PostPosted: Thu Aug 10, 2017 7:21 am    Post subject: Reply with quote

The rough idling when cold is back

I have no idea why, since nothing has changed since I fixed it. I suspect that the WUR has gone bad though. But I have learnt a lot about this car in the past months, so this time I want to be 100% sure everything is correct and I want to thoroughly diagnose the problem instead of throwing parts at it.

The first thing I have learnt is that the fuel pump I installed is not fully up to the task. I bought a Bosch 0 580 464 126 it provides 5 bar and 198 liters per hour. I should have bought Bosch 0 580 254 967. The specs are similar, but the latter is specifically made for Porsche with CIS. Your input is appreciated.

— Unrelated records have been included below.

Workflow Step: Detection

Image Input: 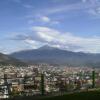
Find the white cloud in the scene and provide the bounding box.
[40,16,51,23]
[30,26,100,52]
[23,4,33,8]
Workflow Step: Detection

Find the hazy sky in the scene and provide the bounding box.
[0,0,100,53]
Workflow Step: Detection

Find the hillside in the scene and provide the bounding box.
[0,53,26,66]
[10,46,100,67]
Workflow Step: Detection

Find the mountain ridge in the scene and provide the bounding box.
[10,46,100,67]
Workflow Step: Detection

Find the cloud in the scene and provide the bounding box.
[40,16,51,23]
[13,26,100,53]
[22,4,33,9]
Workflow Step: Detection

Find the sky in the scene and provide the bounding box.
[0,0,100,54]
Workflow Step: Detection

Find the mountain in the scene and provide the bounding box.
[10,45,100,67]
[0,53,27,66]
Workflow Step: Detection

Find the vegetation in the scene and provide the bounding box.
[5,91,100,100]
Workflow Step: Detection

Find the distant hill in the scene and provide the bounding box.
[0,53,27,66]
[10,45,100,67]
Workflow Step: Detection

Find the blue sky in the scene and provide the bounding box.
[0,0,100,53]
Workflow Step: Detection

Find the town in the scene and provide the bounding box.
[0,64,100,98]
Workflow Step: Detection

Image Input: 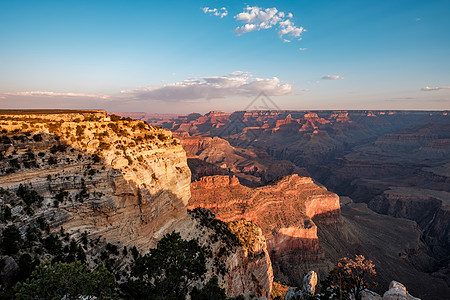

The next thing that has always bugged me is the routing of my vacuum lines. I am convinced it is wrong but would really appreciate your input.

I have two separate vacuum lines connected to my inlet tract.


These lines are not joined to each other in any way. The pink line goes to my WUR and the green line goes to my Decel Valve.

Looking at the vacuum line diagram I found on this board for an 931 S2. I should have one line coming from behind the throttle body spliced into two lines. One going to the WUR and one going to the Decel Valve. No vacuum line should be connected to the charge tube in front of the throttle body.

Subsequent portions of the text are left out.